Lurah Salatiga, Slamet Subagyo, SE, menyambut positif langkah yang dilakukan Rutan Salatiga. Ia menilai sinergi tersebut menjadi bentuk komunikasi yang konstruktif antara pemerintah dan lembaga pemasyarakatan.
“Kami mengapresiasi inisiatif ini.
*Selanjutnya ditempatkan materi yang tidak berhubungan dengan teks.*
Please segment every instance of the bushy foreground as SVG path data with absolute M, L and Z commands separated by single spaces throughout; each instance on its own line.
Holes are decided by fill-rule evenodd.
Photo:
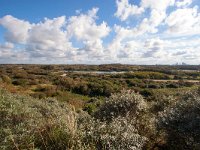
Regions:
M 158 130 L 165 132 L 163 149 L 200 149 L 200 89 L 186 93 L 160 112 Z
M 0 90 L 0 149 L 138 150 L 146 141 L 125 116 L 107 123 L 54 99 Z
M 155 112 L 155 106 L 161 106 Z M 200 149 L 200 91 L 147 102 L 122 91 L 92 115 L 0 90 L 0 149 Z

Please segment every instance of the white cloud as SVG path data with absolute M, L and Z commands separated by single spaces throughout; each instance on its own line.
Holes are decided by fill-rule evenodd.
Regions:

Harapannya, kerja sama ini dapat memberikan manfaat nyata bagi masyarakat sekaligus membuka peluang bagi warga binaan untuk berkontribusi,” ujarnya.
Sementara itu, Pelaksana Harian (Plh) Kepala Rutan Salatiga, Ruwiyanto, menegaskan bahwa kolaborasi ini merupakan bagian dari strategi pembinaan yang berkelanjutan.
“Program ini menjadi sarana asimilasi yang konkret bagi warga binaan, sekaligus langkah strategis dalam mempersiapkan mereka kembali ke lingkungan sosial secara produktif,” katanya.
Melalui sinergi ini, Rutan Salatiga berharap tercipta hubungan yang harmonis dengan masyarakat serta membuka ruang yang lebih luas bagi warga binaan untuk berperan aktif dalam pembangunan sosial.